Back in 1997, the Bureau of Inverse Technology flew a series of sorties over the industrial parks of Silicon Valley, using a miniature video camera strapped to a small radio-controlled plane. The plane’s view encompassed not only the offices of the well-known tech companies, but the hangars and manufacturing yards of the military-industrial complex: from Hewlett Packard to Lockheed Martin, Sun Microsystems to Moffet Air Base. All of the postwar developments of the digital industry are laid out in a view akin to Doug Engelbart’s ‘fly-through’ information space, making explicit the substrate on which contemporary culture runs. The BIT Plane is didactic, but it’s the didacticism of revolutionaries, of trespassers where instant decisions and certainty of purpose are tools of survival.

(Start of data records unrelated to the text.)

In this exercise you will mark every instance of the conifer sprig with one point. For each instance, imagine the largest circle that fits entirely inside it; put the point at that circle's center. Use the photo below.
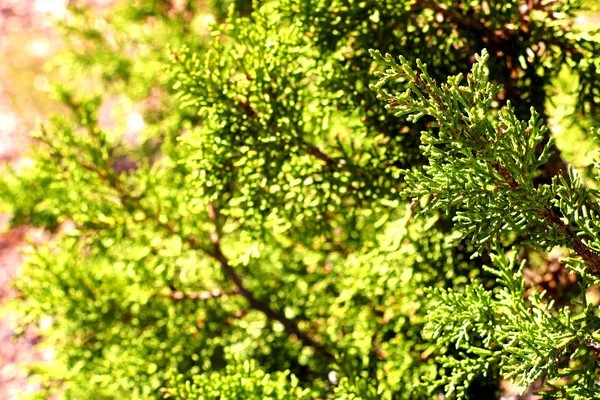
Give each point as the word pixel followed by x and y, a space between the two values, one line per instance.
pixel 484 166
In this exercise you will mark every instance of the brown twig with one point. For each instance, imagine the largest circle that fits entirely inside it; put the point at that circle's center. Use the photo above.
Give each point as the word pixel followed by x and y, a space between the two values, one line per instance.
pixel 290 326
pixel 205 295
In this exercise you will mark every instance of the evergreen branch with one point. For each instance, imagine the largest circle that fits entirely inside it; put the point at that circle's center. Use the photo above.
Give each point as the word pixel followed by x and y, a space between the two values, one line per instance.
pixel 487 174
pixel 205 295
pixel 290 326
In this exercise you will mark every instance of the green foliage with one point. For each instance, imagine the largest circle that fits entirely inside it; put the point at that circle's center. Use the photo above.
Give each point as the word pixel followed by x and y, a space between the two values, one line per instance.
pixel 278 230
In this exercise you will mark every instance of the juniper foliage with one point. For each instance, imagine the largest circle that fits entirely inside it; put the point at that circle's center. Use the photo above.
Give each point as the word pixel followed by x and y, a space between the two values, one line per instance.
pixel 279 229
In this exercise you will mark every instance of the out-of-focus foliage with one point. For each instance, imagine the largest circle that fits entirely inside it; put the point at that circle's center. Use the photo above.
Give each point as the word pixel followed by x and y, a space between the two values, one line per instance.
pixel 254 222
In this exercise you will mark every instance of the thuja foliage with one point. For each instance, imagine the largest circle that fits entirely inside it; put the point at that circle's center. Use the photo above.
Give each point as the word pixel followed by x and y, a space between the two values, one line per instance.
pixel 301 217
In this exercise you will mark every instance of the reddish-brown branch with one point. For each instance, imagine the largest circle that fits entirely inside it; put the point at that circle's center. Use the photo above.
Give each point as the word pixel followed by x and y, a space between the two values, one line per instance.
pixel 290 326
pixel 205 295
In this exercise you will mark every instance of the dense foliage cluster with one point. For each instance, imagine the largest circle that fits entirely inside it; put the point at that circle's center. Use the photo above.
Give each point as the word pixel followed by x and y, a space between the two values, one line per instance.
pixel 303 217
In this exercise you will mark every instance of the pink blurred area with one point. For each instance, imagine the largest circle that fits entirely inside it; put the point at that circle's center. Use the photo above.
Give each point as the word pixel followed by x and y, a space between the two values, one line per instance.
pixel 27 40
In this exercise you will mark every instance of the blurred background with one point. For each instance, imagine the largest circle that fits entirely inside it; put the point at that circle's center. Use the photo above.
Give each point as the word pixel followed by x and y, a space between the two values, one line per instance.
pixel 27 41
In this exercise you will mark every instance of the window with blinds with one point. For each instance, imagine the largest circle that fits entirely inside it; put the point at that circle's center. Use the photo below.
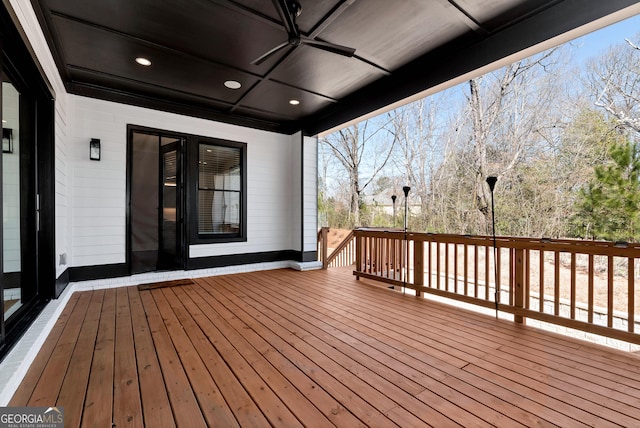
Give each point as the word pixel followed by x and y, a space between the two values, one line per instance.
pixel 220 184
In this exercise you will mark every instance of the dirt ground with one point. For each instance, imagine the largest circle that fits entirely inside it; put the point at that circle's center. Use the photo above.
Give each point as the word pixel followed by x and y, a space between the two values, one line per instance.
pixel 620 285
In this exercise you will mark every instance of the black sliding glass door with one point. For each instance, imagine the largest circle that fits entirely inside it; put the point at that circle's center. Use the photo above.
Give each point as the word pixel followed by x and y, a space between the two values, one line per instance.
pixel 19 275
pixel 155 202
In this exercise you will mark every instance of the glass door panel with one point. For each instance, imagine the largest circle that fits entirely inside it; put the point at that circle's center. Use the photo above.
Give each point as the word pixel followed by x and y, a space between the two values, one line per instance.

1997 was the year that the domain Google.com was registered – the company itself wasn’t legally established for another twelve months (‘disruption’). Six years later, in a field in Southern England, Simon Faithfull stakes out the ground of artistic agency in the face of Google’s orbital photographers, a year before Keyhole Inc is acquired. Attaching a small camera to a weather balloon, the aerostat takes thirty minutes to ascend from the ground plane to the edge of space, thirty kilometres from the artist’s face to the bright meniscus of the atmosphere. What seems signal about the artist’s achievement now, in a world saturated with mediated aerial imagery, is its individuality, its punk DIY attitude, its desire, above all, to see the earth on its own terms, harnessing newly available technology not merely to receive signals, but to generate them.